Winning Companies Take a Different Path During Economic Slowdowns

March 25th, 2008

Companies need to take advantage of business opportunities and fight their instinct to freeze or even cutback their growth strategies during times of economic uncertainty.

By viewing the business landscape as ripe with opportunity as opposed to plagued by certain economic failure, Chief Executive Officers (CEOs) wield the power to secure future successes.

“CEOs creating cautionary growth strategies and consumers spending more conservatively based on their fear of what the future will bring will fundamentally cause any real slowdown or recession we may experience,” says Frost & Sullivan Chairman David Frigstad.

While an economic downturn does require a re-evaluation of current business objectives, it does not necessitate the immediate halt of growth strategies.

Below is a list of recommended courses of action for an economic slowdown:

• Rethink targets and expectations to ensure hitting margin and revenue objectives

• Invest in technology by protecting new product development and create a plan to launch new products during an economic rebound

• Explore asset acquisitions since pricing will be attractive in many instances

• Partner with financial institutions to leverage ability to improve balance sheet and strengthen capital structure in times of Fed easing

• Implement aggressive competitive strategies to gain market share

• Look to global market for geographic expansion and investments

• Take advantage of competitor uncertainty and weaknesses to attract exceptional talent and fill key positions

“It is not uncommon for companies to get distracted and focus inwardly by cutting costs and laying off employees when facing economic uncertainty.

Leading companies have the opportunity to take advantage of the uncertain times by surprise and drive initiatives that their competitors may not respond to as quickly as they would during a time of economic growth,” notes Frost & Sullivan Global Financial Services Vice President Ken Herbert.

“Moreover, interest rates are likely coming down further, which will make it easier to raise money or reconfigure the capital structure for leading firms, thereby increasing their overall flexibility in the marketplace.”
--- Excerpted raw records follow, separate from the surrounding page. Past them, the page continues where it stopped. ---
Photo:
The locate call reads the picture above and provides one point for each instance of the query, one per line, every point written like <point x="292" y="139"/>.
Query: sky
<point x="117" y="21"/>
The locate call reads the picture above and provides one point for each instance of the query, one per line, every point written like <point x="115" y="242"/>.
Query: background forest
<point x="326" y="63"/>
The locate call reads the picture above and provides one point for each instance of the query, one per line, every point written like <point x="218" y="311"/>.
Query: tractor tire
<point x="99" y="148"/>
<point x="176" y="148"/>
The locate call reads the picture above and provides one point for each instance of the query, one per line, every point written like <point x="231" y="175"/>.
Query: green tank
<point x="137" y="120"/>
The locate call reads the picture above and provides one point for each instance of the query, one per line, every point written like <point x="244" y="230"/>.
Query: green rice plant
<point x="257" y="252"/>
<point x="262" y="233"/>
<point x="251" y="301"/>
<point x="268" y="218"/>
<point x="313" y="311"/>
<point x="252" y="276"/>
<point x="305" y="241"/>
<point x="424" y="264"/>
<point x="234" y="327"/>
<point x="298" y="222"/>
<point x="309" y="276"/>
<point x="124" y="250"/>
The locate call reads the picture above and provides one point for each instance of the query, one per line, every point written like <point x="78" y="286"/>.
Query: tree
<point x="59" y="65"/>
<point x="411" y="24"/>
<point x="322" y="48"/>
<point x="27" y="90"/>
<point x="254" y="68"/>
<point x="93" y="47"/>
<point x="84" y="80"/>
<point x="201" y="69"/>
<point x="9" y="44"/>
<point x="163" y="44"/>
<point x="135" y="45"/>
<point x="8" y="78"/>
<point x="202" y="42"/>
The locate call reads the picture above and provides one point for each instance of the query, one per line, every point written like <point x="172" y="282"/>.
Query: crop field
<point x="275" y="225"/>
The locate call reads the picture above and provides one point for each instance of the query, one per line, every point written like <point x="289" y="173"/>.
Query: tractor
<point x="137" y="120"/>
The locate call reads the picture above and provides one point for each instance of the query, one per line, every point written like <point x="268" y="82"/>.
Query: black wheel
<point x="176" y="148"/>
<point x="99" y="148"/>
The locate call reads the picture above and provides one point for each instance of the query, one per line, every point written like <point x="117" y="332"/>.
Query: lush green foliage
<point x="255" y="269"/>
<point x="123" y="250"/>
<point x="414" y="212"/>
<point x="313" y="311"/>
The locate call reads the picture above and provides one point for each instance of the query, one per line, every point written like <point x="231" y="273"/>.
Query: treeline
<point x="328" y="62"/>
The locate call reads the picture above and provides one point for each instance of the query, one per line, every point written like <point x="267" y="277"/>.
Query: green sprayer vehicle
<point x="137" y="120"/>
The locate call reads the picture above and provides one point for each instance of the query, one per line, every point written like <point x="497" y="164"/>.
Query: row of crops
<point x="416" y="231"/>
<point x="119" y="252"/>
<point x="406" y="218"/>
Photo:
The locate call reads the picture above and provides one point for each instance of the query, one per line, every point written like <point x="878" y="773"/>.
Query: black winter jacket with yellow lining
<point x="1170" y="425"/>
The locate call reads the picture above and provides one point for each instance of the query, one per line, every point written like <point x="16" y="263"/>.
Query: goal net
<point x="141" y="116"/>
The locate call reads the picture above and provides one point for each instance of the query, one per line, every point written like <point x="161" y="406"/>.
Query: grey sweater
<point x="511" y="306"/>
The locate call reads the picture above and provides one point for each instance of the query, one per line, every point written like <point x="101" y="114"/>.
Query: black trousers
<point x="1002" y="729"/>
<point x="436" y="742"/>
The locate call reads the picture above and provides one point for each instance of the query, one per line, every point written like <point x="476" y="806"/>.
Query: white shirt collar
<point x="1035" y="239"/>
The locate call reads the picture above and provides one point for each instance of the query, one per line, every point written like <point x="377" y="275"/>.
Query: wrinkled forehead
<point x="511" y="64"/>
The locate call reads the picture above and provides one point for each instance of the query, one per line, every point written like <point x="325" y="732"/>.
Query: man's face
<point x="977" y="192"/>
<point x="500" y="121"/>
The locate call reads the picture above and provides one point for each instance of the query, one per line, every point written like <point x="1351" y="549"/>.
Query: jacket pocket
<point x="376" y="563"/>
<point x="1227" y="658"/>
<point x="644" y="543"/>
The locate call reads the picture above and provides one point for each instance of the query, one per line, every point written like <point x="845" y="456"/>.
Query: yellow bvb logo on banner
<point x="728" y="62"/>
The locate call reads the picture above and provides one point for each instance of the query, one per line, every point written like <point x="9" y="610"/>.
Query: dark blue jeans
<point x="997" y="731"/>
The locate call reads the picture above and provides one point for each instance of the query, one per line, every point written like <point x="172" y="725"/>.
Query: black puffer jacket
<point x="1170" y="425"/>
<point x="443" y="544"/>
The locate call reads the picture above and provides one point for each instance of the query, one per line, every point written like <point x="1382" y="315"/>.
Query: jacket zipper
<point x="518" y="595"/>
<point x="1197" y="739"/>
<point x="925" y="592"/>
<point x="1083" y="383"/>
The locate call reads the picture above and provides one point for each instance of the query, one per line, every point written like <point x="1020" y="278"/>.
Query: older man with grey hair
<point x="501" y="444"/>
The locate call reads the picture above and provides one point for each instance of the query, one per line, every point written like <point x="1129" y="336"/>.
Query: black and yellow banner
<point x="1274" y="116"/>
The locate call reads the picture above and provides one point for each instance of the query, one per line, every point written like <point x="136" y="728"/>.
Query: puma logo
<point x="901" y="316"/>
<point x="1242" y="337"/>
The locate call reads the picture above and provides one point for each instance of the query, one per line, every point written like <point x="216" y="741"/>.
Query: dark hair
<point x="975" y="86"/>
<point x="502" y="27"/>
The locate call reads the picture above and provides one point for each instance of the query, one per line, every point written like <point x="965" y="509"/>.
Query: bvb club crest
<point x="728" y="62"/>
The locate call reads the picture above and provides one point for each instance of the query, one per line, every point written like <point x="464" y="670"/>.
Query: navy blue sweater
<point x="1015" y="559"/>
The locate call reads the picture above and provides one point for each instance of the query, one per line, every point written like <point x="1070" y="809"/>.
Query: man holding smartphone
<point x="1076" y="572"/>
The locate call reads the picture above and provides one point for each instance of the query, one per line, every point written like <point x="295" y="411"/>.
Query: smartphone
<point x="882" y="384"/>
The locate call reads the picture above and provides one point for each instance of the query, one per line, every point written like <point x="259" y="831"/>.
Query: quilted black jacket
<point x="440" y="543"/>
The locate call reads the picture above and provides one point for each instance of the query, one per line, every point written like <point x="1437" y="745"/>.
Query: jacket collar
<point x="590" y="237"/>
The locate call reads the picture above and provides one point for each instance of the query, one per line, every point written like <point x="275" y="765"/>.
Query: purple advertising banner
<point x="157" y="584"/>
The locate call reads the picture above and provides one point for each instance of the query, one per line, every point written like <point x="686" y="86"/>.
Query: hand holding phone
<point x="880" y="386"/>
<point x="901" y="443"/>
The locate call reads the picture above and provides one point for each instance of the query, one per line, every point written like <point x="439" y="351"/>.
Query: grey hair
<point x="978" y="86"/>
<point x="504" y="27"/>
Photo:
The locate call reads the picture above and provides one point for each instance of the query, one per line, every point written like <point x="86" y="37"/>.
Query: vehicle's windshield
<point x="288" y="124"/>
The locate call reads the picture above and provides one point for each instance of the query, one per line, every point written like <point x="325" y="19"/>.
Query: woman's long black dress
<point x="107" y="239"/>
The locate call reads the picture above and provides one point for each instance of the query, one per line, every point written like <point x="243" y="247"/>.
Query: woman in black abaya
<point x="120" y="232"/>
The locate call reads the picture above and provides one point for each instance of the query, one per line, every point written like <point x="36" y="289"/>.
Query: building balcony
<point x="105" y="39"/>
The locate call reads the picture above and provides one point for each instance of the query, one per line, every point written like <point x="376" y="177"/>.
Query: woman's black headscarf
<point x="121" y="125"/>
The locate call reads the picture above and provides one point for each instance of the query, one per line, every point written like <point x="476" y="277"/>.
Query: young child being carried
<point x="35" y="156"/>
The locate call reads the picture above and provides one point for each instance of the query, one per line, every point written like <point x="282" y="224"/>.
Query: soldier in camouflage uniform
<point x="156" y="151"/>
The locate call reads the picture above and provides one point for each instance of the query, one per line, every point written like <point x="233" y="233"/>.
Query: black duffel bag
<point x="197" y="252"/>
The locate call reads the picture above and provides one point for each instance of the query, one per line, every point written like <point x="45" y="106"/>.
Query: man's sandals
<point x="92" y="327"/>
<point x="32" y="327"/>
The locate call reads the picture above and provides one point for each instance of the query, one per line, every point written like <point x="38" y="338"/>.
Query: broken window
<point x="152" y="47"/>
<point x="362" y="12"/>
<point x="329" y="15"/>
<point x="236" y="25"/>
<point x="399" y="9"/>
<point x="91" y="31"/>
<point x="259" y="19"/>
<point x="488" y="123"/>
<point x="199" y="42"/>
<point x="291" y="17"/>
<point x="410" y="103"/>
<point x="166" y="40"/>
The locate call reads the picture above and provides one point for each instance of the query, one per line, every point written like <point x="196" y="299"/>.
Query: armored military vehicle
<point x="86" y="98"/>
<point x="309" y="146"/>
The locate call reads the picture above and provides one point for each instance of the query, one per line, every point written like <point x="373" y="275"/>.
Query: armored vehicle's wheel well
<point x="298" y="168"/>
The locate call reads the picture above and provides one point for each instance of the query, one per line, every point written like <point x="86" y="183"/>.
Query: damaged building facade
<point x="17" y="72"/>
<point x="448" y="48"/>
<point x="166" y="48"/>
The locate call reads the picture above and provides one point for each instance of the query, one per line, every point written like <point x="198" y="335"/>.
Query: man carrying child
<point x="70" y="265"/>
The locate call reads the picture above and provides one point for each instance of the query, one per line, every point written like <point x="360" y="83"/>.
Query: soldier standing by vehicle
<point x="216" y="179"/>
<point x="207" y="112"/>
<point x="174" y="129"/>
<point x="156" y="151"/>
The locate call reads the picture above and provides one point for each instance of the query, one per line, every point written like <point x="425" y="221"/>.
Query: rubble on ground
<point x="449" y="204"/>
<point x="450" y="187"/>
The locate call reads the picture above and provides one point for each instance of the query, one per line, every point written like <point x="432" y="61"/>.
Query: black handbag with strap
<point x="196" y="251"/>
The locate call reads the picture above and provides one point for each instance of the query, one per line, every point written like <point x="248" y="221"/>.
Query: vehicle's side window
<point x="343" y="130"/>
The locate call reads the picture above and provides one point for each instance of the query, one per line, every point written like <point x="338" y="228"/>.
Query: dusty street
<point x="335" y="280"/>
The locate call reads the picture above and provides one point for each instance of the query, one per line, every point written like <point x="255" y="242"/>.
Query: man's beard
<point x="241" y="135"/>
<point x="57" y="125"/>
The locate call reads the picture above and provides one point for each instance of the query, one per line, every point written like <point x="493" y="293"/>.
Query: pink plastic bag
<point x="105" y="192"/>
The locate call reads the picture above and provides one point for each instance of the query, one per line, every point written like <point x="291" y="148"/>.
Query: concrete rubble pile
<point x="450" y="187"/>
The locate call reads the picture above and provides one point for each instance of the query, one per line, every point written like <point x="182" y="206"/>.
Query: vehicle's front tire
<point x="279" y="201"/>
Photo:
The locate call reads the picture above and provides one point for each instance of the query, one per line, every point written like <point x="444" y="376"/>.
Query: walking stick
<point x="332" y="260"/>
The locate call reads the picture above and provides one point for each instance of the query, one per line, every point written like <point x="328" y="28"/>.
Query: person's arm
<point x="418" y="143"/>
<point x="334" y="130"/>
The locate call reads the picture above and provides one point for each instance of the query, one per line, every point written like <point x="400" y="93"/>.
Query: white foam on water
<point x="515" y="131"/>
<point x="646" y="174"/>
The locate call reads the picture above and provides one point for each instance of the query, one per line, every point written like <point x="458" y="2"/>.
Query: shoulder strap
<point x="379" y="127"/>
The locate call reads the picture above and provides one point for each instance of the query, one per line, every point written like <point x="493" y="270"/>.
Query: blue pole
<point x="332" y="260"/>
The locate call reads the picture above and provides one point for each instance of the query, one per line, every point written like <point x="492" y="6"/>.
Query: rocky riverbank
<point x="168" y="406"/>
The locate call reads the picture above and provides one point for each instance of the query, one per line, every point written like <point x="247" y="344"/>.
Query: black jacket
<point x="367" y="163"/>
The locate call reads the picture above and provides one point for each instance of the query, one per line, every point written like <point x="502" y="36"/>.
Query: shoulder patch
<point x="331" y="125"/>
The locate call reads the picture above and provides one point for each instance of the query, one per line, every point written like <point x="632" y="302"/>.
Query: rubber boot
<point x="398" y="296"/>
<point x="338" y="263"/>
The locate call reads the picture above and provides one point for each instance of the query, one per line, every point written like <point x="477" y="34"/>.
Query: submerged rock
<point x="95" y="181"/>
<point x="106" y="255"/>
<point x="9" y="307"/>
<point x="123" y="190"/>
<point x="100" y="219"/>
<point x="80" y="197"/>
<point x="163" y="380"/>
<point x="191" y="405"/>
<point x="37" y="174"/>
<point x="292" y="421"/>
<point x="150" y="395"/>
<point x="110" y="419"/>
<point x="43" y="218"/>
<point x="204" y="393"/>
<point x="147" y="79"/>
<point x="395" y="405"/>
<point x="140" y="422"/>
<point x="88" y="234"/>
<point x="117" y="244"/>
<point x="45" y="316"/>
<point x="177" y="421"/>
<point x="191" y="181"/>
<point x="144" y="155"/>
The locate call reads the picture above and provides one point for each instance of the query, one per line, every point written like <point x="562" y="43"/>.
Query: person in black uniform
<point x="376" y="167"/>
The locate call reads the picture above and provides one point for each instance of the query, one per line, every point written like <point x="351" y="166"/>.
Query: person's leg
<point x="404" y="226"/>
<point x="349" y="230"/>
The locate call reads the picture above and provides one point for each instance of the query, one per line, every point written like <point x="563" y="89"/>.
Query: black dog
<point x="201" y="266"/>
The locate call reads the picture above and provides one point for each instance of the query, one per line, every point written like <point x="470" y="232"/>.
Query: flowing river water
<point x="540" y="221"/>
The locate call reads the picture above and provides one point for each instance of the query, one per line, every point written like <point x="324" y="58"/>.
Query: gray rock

Companies have the opportunity to take advantage of cheaper asset prices and weaker competitors by utilizing this time to realign cost structures to strengthen future competitiveness, refocusing on market segments that present growth prospects.

Proactive investments during the short term will ultimately differentiate a company from its competitors during an economic turnaround.

“Overall, our research on technology, markets and economics clearly shows that the global economy is very healthy and fuelled by technology driven productivity improvements, enhanced logistics, global democratization trends, better trade infrastructure and a very dynamic commercially-focused Asian business community,” notes Frigstad.

Global investment in commercial real estate increased from $665 billion in 2006 to $930 billion in 2007 and there is a strong possibility that foreign buyers will look to the United States for properties with long term value.

Additionally, with a recent exchange rate of 1.51 per Euro, the weak dollar expects to support the growth of exports.